ラブホリック。



安っぽいって、なに?
あたしのしてきた恋愛が安っぽいとでも言いたいの!?

リュウちゃんとどうしても付き合いたくて、あれこれ悩み考えていた日々が。
交際期間たったの二週間だったけど、後輩くんにきゅんとしたあの瞬間が。
過去にしてきたいくつもの恋が。

「安っぽいって?どの口が言う」

両手で和葉の頬を挟み、力を入れる。
くちばしのように突き出た唇がモゴモゴと動いて抵抗している。

恋愛なんか興味ない子に。
一度も付き合ったことのない子に。
そんなふうに思われていたなんて。

「ちゅうするぞ」

両頬を挟んだまま唇を近づけると、必死に抵抗する和葉。
ほっそりとした体からは想像もつかないほどの力で両手が剥がされてしまった。
失礼なことを言った罰だよ、と、再び両手を伸ばしてみるものの、うまくかわされてしまった。

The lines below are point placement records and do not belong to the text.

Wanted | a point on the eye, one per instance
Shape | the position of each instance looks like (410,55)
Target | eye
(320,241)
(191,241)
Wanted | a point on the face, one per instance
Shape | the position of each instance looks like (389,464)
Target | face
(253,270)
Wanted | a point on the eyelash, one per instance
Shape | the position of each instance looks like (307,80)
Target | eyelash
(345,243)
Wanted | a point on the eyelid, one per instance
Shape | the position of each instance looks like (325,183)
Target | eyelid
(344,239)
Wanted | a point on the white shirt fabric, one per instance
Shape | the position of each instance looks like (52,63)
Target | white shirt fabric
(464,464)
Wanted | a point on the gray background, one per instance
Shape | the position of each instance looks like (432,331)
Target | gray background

「やー、もう、ごめん。言葉を、言葉の使い方を間違えた。わたしにはムリ。うまく言えない。ギブ!ギブアップ」

すっくと立ち上がった和葉がお弁当箱を抱えた。

「個人差、っていうの?そういうの、あるよね。恋愛でもなんでも。個人の意見を尊重するべき。苦手なジャンルのくせに語ろうとしたわたしがバカだった」

肩をすくめたあと、クルッと体の向きを変えた。